Delimeters Count in a FlatFile

Hi,

I have the below script to check the count of delimeters for a file (here is File : test.csv Delimeter is ",")

awk '{gsub(/"[^"]*"/,x);print gsub(/,/,x)}' test.csv

And it return the output for each line as:

2
2
cat test.csv:
abc,xyz
"abc,zxyz",1

I need help one the below things:

  • IS there a way to pass the delimeter as a variable ? I am using the below command but it is not working?
awk -vs="," '{gsub(/"[^"]*"/,x);print gsub(/s/,x)}' test.csv
  • Can I validate a file whether it has same delimeter count across all the lines of file rather than for each line?

Please help! Thanks a lot

awk '{FS=del; if(cnt && cnt != NF-1) {a=1;exit;} cnt=NF-1;}END{if (a==1) print "delim count is not same in all lines" else print "delim count is same in all lines"}' del=$delim test.csv

Hi Anuraj,

The command does not solve the purpose.

I need to pass delimeter as a variable and at the same time want to get the output 1 or 0 if the all the rows has the same delimeter count (ignoring the delimeter in the quotes if any, that I already included in the awk command)

Modified command above.

1 Like

Thanks Anuraj.

But the posted command is not giving the desired result. It always ends up going to the if(a==1) and prints the "delim count is not same in all lines" even though the delimiter count is same across the file. And also it is not ignoring the delimeter incase it is there in the quotes.

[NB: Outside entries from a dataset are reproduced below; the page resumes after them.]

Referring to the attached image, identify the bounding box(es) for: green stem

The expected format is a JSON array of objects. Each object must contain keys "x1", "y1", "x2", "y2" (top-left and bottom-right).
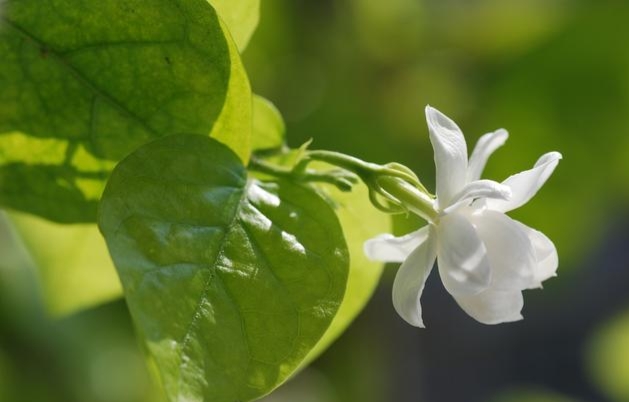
[
  {"x1": 250, "y1": 149, "x2": 436, "y2": 221},
  {"x1": 248, "y1": 157, "x2": 358, "y2": 191},
  {"x1": 302, "y1": 151, "x2": 382, "y2": 177},
  {"x1": 248, "y1": 156, "x2": 292, "y2": 178},
  {"x1": 303, "y1": 150, "x2": 429, "y2": 194}
]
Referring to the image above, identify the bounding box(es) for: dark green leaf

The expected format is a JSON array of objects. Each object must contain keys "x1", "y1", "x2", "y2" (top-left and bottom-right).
[
  {"x1": 99, "y1": 134, "x2": 348, "y2": 402},
  {"x1": 0, "y1": 0, "x2": 251, "y2": 223},
  {"x1": 251, "y1": 154, "x2": 390, "y2": 366}
]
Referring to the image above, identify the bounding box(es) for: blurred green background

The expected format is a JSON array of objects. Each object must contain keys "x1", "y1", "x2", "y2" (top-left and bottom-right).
[{"x1": 3, "y1": 0, "x2": 629, "y2": 401}]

Example of such a case is:
"abc,zyz",xyz

In this case delimeter count is 1.

sed 's/"\([^,]*\),\([^"]*\)"/"\1\2"/g' test.csv | awk '{FS=del; if(cnt && cnt != NF-1) {a=1;exit;} cnt=NF-1;}END{if (a==1) print "delim count is not same in all lines"; else print "delim count is same in all lines"}' del=$delim

delim is a variable, it's value should be set before running above command.
If it doesn't work, Pls post the command along with the result you got.

1 Like

Hi Anurag,

Thanks for your replies.

Here is the list of commands that I ran:

delim=,
echo $delim
output is ,

sed 's/"\([^,]*\),\([^"]*\)"/"\1\2"/g" test.csv | awk '{FS=del; if(cnt && cnt != NF-1) {a=1; exit} cnt=NF-1;}END{if (a==1)
  print "delim count is not same in all lines" else print "delim count is same in all lines"}' del=$delim

-bash: syntax error near unexpected token `{a=1'

missed semicolon in if statement. Also single quote at the end of sed (not double quote) Corrected the earlier post #6. Please check that now.

Since you only care about the number of delimiters, why not just remove everything but, with:

sed -e 's/"\([^"]\|""\)*"/<>/g' -e 's/[^,]//g'

You can then compare lengths of $0 in awk.
And since you don't care about the actual number of fields:

X=`sed -e 's/"\([^"]\|""\)*"/<>/g' -e 's/[^,]//g' | sort -u | wc -l`

if [[ ${X} = 1 ]]; then
    echo delim count is the same in all lines
else
    echo delim count is not the same in all lines
fi

Note that man wc (linux) will return a number with leading spaces, so you have to make an arithmetic comparison, not a string comparison where " 1" is not the same as "1".